Toute histoire commence un jour, quelque part !
Il fut dans les temps anciens aux abords d’un pré où se prolongeait la route de la soie, un village. Celui – ci ne semblait guère différent des autres, les mêmes cases en banco, les mêmes plantations arboricoles et fruitières ainsi qu’une population démesurément jeune. Dans ce village – ci régnait une telle harmonie ! Chaque matin dès le crépuscule grisâtre, tous se hâtaient vers leurs occupations. Mais je me pencherai sur les travaux champêtres, sur les hommes, coupe coupe à la main, houes à l’épaule, c’est un défilé serré et entremêlé qui faisait quelques fois claquer les outils en un fredonnement paisible produisant une mélodie aigue.
Quand soudain cette discorde musicale cessait, oh ! ces hommes le front luisant, les paupières pochées, à cause du réveil matinal, les bras musclés et sans pilosité faciale se révélaient au grand jour. C’était de vrais gaillards, de vrais. Les parcelles à travailler étaient vastes. Mais fort heureusement le chant des épis provoqué par un vent ascendant faisait l’effet d’un remède contre la fatigue. Alors s’écria un des hommes : allons – y tout est à faire !

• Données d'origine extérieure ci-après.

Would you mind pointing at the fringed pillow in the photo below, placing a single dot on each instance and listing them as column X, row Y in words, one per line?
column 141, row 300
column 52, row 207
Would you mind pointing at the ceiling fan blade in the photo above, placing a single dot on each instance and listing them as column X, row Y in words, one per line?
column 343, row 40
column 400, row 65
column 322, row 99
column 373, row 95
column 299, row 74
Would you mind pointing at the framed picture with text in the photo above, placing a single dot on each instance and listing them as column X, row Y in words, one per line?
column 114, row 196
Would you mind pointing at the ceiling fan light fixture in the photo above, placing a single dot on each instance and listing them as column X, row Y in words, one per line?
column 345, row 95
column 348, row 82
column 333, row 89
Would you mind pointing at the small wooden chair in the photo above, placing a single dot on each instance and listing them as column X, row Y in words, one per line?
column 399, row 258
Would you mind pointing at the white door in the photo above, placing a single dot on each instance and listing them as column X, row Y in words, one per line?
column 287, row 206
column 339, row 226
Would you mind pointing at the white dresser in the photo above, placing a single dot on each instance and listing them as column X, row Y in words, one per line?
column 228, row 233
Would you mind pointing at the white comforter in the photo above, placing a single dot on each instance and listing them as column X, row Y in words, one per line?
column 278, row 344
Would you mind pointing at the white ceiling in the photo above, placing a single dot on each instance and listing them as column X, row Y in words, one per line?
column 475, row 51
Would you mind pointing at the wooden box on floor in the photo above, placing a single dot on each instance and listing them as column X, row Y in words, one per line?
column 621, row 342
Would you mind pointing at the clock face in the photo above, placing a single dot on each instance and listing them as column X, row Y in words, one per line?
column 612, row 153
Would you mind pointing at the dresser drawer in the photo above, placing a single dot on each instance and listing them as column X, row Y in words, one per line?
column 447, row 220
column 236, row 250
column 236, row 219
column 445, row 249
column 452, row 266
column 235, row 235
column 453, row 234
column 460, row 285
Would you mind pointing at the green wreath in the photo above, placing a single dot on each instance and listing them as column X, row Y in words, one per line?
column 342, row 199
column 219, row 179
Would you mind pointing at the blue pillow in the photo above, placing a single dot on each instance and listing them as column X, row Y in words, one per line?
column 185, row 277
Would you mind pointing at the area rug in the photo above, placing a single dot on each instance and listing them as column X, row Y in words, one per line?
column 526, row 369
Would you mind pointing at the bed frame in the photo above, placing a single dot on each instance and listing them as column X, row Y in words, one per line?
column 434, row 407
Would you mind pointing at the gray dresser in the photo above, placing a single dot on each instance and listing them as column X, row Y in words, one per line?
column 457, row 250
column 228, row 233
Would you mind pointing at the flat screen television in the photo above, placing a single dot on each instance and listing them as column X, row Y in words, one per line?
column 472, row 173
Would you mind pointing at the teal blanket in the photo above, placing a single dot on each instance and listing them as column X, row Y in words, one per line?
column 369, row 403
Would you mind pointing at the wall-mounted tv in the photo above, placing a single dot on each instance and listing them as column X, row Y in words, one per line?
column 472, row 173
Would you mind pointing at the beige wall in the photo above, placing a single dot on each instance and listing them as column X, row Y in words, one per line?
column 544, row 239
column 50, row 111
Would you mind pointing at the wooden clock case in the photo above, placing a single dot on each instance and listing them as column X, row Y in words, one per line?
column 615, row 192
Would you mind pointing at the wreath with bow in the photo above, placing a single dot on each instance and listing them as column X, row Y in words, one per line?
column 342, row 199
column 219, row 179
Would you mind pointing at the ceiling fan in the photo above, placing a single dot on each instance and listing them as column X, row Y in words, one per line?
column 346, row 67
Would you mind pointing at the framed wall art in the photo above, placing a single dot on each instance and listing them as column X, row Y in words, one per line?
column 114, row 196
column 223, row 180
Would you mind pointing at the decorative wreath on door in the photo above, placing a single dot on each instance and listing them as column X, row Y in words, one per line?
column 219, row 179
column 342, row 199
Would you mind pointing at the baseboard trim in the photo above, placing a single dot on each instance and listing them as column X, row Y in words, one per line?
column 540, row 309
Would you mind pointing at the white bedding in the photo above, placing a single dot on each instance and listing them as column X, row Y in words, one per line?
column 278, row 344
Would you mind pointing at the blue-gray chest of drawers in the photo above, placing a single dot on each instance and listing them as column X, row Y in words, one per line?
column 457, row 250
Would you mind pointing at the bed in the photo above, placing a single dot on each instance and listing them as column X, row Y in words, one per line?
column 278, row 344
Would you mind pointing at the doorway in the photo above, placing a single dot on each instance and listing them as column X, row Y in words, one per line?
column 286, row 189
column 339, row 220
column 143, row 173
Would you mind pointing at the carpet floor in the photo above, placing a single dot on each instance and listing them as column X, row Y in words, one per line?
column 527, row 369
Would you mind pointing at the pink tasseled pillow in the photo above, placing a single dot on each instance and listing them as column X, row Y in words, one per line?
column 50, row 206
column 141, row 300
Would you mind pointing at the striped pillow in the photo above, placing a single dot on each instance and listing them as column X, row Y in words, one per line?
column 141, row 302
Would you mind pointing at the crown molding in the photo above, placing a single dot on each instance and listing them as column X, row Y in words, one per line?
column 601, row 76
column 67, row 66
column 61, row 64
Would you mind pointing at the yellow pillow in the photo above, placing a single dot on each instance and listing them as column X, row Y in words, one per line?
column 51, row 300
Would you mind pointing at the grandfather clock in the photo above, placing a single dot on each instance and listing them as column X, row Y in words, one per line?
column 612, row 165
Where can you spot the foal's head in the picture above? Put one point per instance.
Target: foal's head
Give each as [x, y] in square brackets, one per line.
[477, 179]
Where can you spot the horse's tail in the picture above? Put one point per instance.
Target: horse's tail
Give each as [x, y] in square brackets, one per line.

Il se trouva que c’était le doyen de ce groupe âgé de vingt-sept ans, fils de cordonnier et de commerçante. Il sortit du rassemblement et se mit à récolter. Tous le suivirent dans ses mouvements gauches et peu fluides. Des champs, il y en avait à perte de vue. Qu’ils soient de malte, de houblon, de maïs, de blé, de mil ou de sorgho, ils possédaient tous une couleur jaunâtre signe de leur maturité.
Ils récoltèrent, récoltèrent tant qu’ils ne virent pas le temps s’égrener. Le soleil était déjà au septentrion. On entendit soudainement un sifflement rapide et bref. Tout le monde, aussitôt cessa brusquement son travail, respirant difficilement, les aisselles ruisselantes de sueur, le torse suintant. Nos hommes s’assirent avec hâte, vite rafraîchis par un vent, un air froid et délicat malgré un soleil au zénith.
Tout près de là, coulait un ruisseau enveloppé par un terrain abrupte et escarpé. Ils marchèrent alors droit vers cette source, ils l’approchèrent pas à pas sur la pointe des pieds. Cette source ! oh ! cette source ! qu’elle était limpide et d’un transparent imparable. Au goût, elle était suave, semblable à une source de jouvence. Tous se précipitèrent sur cette merveille naturelle, soit en la lapant soit en la puisant de la main. Nos jeunes gens furent bien heureux de cette offre. Mais le travail devait bien recommencer tôt ou tard. Le visage roide voulant encore un peu de repos sans jamais renier la tâche inaccomplie, ils reprirent la besogne après quelques moments de relaxation. En tout cas, aucun ne disait mot.
Les travailleurs retournèrent donc à leur corvée. Chacun dans son mouvement peu esthétique, levait l’outil le projetait dans les airs et le redescendait plus vite que d’habitude. Peut-être avaient ils redoubler d’efforts !
Le soleil d’un cramoisi jaunâtre se couchait sous un vol d’aigrettes se dirigeant peut-être vers la fameuse colline du sel noir ou vers la lagune côtoyant la chaîne de vallons derrière le fleuve Kāmoki. Et enfin ! et enfin ! s’écria de nouveau le doyen car celui-ci tenait la dernière parcelle. Alors commença les rires, les sourires, tout en sachant qu’il faudra encore transporter les céréales récoltées.
Pendant tout ce temps au village, vers la cinquième heure, au marché de Direba juste à côté de la place publique, le brouhaha s’amplifiait car la ville bougeait. Revenons au marché ! les étalages étaient fourrés de plusieurs articles, on pouvait trouver toute de sorte de choses absurdes comme des choses bien utiles. Ainsi étaient ces étalages-là, à perte de vue. Pourtant, la ville n’était pas en fête. Le marché regorgeait aussi de magasins de prêt-à-porter bons chics bons gens dans le sens ancien. Mais le trésor caché de ce lieu était la place aux épices au cœur du lieu de vente. On y trouvait toutes les épices. De la forte odeur du curcumin en passant par la cannelle et le poivre. Quelle odeur était-ce exactement ! C’était comme le quartier général des touristes surtout ceux venus d’Arabie. L’odeur des épices leur était si familier, si proche.
Ainsi finit ma visite dans ce pays aussi agréable que magnifique et dont les hommes et les femmes étaient faits pour la besogne.